A crowd of nearly 150 people turned out to the Alberta Bair Theater Tuesday to listen to 10 of the 12 remaining Billings City Council and mayoral candidates share their thoughts on where the community might be headed.
Ward 2 candidate Frank Ewalt and Ward 3 candidate Nadja Brown did not participate. The Billings Chamber of Commerce and Billings Cultural Partners sponsored the forum, moderated by former Mayor Chuck Tooley.
Bill Cole said he’s running because Billings is a little like the theater seats people were sitting on — a little tattered with some missing velour. Billings needs to concentrate on attracting the 30,000 new workers needed in the coming decade, he said.
Jeff Essmann said his leadership will focus on workforce training needs. He said he doesn’t believe in raising taxes — “just fiscally responsible government.”

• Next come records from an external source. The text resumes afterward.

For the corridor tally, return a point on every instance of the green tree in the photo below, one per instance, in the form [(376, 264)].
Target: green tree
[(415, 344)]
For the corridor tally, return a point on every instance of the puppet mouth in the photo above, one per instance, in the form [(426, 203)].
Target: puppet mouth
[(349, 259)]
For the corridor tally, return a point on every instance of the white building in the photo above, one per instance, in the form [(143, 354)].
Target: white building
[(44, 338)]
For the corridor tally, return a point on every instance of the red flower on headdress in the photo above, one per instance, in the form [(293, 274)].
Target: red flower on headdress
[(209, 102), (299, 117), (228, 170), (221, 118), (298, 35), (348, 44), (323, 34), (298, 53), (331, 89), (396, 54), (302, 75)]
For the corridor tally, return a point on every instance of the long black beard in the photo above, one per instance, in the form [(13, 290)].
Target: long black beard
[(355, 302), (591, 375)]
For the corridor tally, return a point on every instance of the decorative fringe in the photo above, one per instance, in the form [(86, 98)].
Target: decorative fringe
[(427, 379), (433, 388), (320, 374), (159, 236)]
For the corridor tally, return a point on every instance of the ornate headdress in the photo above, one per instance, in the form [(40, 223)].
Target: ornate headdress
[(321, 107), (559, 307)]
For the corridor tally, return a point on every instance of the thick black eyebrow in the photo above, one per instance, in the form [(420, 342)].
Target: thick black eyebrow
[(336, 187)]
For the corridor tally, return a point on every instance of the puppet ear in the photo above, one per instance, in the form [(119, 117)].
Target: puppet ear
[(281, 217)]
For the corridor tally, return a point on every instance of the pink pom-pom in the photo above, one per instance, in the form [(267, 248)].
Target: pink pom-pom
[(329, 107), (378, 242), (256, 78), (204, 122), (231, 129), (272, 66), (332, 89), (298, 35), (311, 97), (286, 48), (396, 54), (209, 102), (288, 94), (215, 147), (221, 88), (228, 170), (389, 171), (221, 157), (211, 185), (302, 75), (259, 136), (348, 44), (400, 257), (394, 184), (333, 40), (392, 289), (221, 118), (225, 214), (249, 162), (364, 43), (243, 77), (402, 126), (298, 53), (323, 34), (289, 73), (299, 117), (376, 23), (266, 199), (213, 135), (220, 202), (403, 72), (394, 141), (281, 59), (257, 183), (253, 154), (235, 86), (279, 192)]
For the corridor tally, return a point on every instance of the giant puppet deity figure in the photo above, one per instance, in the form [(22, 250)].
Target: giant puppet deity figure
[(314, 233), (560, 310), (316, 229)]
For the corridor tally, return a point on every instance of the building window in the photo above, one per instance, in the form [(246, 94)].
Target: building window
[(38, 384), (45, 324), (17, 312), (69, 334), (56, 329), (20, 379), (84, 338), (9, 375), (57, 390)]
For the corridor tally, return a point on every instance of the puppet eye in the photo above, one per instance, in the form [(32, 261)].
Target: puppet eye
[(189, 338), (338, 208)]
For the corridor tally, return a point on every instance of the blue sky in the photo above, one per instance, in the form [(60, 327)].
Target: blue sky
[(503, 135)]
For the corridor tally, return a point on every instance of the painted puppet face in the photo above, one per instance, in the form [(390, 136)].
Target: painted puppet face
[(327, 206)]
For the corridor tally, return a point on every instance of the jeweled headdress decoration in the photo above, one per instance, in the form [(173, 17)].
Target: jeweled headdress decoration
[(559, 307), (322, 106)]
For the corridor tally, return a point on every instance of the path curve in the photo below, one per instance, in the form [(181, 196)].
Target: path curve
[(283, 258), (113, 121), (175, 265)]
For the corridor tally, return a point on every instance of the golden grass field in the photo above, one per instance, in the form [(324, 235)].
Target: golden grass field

Both said they see a role for local government supporting culture and the arts, although when asked what they think is the most important local pillar — government, education, business or culture — Essmann chose business, “because without economic activity, there’s no money for government, education or cultural programs.” Cole opted for culture, which he said includes the individual and the family dynamic.

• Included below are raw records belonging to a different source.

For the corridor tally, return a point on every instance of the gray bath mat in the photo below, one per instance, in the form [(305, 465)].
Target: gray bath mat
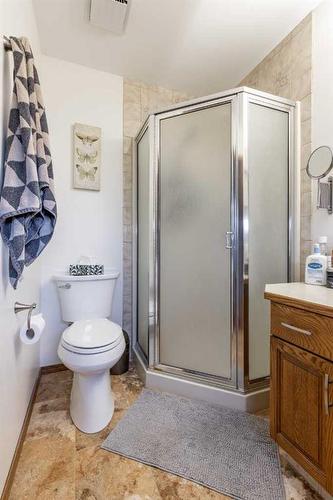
[(226, 450)]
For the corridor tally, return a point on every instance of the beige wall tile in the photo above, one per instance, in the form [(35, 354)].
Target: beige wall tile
[(300, 83), (127, 215), (128, 144), (305, 182), (306, 108), (306, 132), (306, 228), (132, 109)]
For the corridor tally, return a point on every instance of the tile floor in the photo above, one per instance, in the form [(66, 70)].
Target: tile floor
[(60, 462)]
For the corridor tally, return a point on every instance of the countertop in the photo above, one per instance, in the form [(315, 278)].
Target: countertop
[(312, 297)]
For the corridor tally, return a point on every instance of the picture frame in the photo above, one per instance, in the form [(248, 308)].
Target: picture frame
[(86, 157)]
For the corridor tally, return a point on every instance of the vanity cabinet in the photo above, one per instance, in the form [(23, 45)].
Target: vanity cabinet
[(301, 405)]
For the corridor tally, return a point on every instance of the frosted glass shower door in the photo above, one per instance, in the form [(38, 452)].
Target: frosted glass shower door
[(268, 177), (143, 241), (195, 176)]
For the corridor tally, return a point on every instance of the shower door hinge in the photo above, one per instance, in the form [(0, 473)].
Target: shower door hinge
[(229, 240)]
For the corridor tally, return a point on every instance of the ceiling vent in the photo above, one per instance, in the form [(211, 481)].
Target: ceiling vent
[(110, 15)]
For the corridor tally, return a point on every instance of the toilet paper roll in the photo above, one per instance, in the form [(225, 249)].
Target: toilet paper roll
[(37, 325)]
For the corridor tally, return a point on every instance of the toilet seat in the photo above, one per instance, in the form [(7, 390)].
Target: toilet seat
[(91, 336)]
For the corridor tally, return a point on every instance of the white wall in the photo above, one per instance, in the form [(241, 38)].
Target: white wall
[(19, 364), (89, 222), (322, 104)]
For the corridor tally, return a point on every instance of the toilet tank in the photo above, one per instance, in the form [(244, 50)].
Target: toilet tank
[(85, 297)]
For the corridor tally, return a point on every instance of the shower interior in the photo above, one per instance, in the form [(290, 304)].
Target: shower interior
[(215, 219)]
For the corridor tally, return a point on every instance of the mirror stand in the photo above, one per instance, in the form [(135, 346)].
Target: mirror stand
[(325, 195), (319, 165)]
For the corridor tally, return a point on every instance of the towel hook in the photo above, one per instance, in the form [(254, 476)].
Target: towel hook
[(18, 307)]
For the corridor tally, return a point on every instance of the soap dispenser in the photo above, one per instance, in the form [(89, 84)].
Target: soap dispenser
[(315, 267)]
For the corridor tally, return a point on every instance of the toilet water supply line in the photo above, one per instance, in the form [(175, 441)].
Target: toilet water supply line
[(19, 307)]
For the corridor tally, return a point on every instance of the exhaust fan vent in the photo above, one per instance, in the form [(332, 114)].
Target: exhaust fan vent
[(110, 15)]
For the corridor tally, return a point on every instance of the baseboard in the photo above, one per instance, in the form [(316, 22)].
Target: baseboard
[(53, 368), (18, 449)]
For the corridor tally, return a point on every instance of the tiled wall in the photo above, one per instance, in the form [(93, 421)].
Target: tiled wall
[(139, 101), (286, 71)]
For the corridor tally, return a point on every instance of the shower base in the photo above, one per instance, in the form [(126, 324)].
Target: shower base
[(154, 379)]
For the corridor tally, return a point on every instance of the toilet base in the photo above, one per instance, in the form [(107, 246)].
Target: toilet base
[(92, 402)]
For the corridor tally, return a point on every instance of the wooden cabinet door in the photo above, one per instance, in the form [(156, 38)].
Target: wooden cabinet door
[(301, 408)]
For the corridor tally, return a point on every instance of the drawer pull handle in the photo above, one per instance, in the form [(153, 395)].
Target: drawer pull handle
[(327, 404), (295, 329)]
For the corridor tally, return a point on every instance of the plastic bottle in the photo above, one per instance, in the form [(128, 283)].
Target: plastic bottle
[(315, 267), (323, 244)]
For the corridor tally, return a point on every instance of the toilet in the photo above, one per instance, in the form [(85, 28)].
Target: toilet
[(90, 346)]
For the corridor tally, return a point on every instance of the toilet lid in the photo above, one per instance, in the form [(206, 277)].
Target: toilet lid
[(92, 333)]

“I have a knack for getting things done,” Essmann said during his closing, adding he wants local government to “be strategic, set priorities and move ahead with good planning and good leadership.”
Cole said that “the competition for young talent will drive us. We can’t achieve that by doing more of what we have done in the past.”

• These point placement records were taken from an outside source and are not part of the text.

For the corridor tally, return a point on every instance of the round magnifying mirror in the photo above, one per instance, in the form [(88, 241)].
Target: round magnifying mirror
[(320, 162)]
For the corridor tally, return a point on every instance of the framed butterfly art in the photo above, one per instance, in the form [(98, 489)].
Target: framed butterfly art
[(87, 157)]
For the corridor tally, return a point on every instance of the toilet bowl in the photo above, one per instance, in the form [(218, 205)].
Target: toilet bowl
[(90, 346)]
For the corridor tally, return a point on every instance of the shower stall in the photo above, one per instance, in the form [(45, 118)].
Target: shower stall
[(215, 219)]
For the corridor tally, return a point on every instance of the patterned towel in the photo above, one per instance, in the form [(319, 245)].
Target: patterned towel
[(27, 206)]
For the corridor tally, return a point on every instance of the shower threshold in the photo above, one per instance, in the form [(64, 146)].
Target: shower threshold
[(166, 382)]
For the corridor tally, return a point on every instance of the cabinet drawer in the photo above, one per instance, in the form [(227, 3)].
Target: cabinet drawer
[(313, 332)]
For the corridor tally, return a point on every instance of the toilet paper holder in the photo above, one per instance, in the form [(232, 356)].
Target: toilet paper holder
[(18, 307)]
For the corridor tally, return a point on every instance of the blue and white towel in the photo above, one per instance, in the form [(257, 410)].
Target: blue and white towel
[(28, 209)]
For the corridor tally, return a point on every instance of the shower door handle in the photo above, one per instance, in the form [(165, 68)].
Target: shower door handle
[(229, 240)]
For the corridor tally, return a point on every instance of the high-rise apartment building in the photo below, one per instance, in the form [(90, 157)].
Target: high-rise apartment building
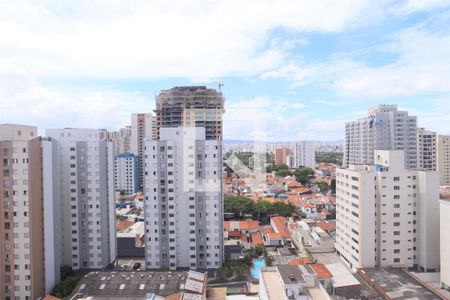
[(304, 154), (426, 150), (27, 267), (120, 139), (84, 177), (283, 155), (126, 173), (445, 242), (184, 204), (386, 214), (443, 159), (191, 106), (143, 127), (385, 128)]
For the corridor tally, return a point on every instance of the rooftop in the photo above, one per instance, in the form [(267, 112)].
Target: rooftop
[(131, 285), (272, 284), (342, 277), (290, 274)]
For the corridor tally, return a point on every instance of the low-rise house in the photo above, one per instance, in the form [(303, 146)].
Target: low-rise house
[(130, 239), (273, 239), (257, 239), (290, 282)]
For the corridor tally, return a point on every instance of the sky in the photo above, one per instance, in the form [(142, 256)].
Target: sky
[(305, 67)]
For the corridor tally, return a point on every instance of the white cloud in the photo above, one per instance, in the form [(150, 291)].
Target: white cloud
[(422, 67), (157, 39), (24, 100)]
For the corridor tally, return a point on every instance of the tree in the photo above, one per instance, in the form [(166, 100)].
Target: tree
[(330, 157), (238, 205), (303, 174), (261, 208), (276, 168), (283, 173), (279, 208), (323, 187)]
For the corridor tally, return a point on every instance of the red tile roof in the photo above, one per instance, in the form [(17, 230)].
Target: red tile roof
[(249, 225), (257, 239), (243, 225), (274, 236), (50, 297), (244, 239), (234, 233), (226, 225), (177, 296), (280, 224), (267, 230), (321, 271), (301, 261), (123, 224), (326, 226)]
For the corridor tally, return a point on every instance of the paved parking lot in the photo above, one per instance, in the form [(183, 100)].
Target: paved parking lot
[(398, 285), (129, 263)]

Challenger Charlie Smillie said the city “needs leadership that will stand up for funding for public safety and more principled leadership, ensuring equality for all residents.”
Incumbent Mike Yakawich said if he’s re-elected, his “three-legged stool” will be neighborhood safety, infrastructure and urban parks and trails.
Asked what they’d like to know more about regarding the One Big Sky Center proposal, Yakawich said he hopes the project will “have an amazing impact in revitalizing downtown, and that everyone will benefit from it.”
Smillie said the project “has the potential to be transformational” and said he wants to learn more about “how this project will reflect our need to transition to energy efficiency and renewable energy.”
Ewalt’s absence left Roger Gravgaard to talk about issues he sees as important — public safety, the city’s trail system, “taking the pressure of Main Street” by constructing the Inner Belt Loop and managed growth.
On the notion of forming an arts commission to advise the council, Gravgaard joked that he’s no arts expert, admitting “I’m probably one step up from dogs playing cards on velvet. I would need some advising if I were on the council.”
Denise Joy, the only Ward 3 finalist present, said while West End growth often grabs the headlines, “we also have to pay attention to our established neighborhoods.”
Rather than ignoring the recommendations of the city’s 28 boards and commissions, the council “should listen to them and honor their work. Those boards work hard.”
For her, education is the most important pillar. “It starts with parents and the example they set,” she said. “Critical thinking starts at home, too.”
Running to succeed Al Swanson, George Blackard and Penny Ronning each credited the other for running a respectful campaign. Ronning said she doesn’t view Blackard as her opponent, calling him instead “my ballot mate.”
“Life has no meaning without service to others,” Blackard said. Ronning said she hopes the community is “as concerned about the safety of our kids as we are about public safety and plowing streets.”
Noting this spring's unsuccessful pitch that Artspace supporters made for tax increment financing help, Ronning said that leadership “needs to acknowledge arts as a valid business, not just a bunch of beatniks.” Blackard noted the council more-recently approved TIF support for updates to the Alberta Bair Theater. “It’s a city-owned building and we should support this,” he said.
On the One Big Sky Center proposal, Blackard said taxpayers “should not be paying for this.” Ronning said she’d like to learn more about what the developers see in Billings.
Challenger Dennis Ulvestad is taking on incumbent Shaun Brown. Brown said he moved to Billings 37 years ago as someone who’d dropped out of school, “but worked hard to find opportunities.” Ulvestad said when he drew "2" as his Selective Service number, “I knew I was going to Vietnam.” As someone who’s worked on neighborhood task forces and city boards, Ulvestad urged the crowd to get more involved in local government. “It’s interesting and it’s great,” he said.
Brown said what motivated him as a young man — “a job that could identify who I am” — isn’t as important to millennials. “Nowadays it’s more about the community and the opportunities open to people, including the arts and fine dining,” he said.
“Get engaged, and talk about what we do have,” Ulvestad said, naming the Babcock and Alberta Bair as well as the Depot and Yellowstone Art Museum. “Those are all important parts of a cultural city.”
Ulvestad said hiring additional police officers will require changing the city charter to boost the number of mills that the council can levy. “If we want to hire more officers,” Brown responded, “we gotta make more money. People continually rate that high on their list.”
Voters will make their selections on the Nov. 7 ballot.